The suggestion that some Kenyan runners were enablers of the violence emerged publicly in February in a report by the International Crisis Group, an independent, nongovernment organization that seeks to prevent and resolve conflict.

The crisis group noted that athletes had become community leaders and had grown wealthy with their earnings from international races, buying farmland and other real estate. Their motivation for providing cash and transportation to tribal militias was partly economic, the report said.

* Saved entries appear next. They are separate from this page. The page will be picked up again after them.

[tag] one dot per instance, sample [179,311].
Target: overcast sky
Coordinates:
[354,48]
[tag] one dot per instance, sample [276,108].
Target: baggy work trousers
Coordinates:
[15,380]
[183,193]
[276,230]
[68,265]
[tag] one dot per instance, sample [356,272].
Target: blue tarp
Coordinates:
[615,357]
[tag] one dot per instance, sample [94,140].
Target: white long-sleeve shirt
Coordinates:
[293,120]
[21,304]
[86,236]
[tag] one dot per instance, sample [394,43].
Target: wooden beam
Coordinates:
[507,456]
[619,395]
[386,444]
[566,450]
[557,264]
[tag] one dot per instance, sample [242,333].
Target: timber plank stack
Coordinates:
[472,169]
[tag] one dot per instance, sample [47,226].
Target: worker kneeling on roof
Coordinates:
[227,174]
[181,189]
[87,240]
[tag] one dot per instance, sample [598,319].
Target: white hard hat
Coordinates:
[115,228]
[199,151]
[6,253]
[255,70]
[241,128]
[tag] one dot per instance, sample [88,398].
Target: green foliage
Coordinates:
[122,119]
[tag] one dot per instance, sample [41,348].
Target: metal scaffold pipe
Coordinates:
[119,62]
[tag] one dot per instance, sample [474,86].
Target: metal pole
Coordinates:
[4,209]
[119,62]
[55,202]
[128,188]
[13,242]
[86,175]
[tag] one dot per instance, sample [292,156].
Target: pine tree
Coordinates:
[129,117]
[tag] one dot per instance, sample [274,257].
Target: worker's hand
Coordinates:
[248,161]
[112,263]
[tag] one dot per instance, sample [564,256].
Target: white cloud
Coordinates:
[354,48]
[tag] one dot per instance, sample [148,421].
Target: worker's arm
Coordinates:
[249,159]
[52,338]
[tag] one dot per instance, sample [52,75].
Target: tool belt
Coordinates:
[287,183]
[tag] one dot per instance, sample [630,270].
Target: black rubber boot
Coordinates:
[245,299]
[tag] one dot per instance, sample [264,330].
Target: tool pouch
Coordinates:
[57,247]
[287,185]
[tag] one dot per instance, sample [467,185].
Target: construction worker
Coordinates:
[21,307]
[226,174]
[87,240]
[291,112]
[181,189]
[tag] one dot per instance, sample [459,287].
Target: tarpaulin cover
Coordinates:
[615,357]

“They allegedly want the Kikuyus evicted so they can take their farms and property,” the report said.

Many athletes are also members of the armed forces or are prison officers and are sponsored by these groups. Most accounts of the death of Sang, the 1988 Olympian and a former army corporal, “suggest he met his death on the outskirts of Eldoret while commanding part of a Kalenjin raiding party,” the report said.

François Grignon, the director of African operations for the crisis group, said influential leaders like athletes would have faced tremendous pressure to become involved when ethnic conflict threatened Kenyan society.

“Athletes, like doctors and lawyers, were asked to contribute and help in the defense of their community,” Grignon said. “They would have been perceived as traitors if they didn’t participate.”

The report infuriated Kenyan sports officials and athletes, who are demanding proof of the accusations. Sang’s friends said he was stoned to death and burned after stopping his car to observe a building fire.

“Those are nonsense,” Kipchoge Keino, president of Kenya’s Olympic committee and a two-time Olympic gold medalist, said of the crisis group’s accusations. “We want the evidence now. It’s not true. It’s hurting the names of the athletes who have dedicated themselves to bettering their lives and running for the glory of the country.”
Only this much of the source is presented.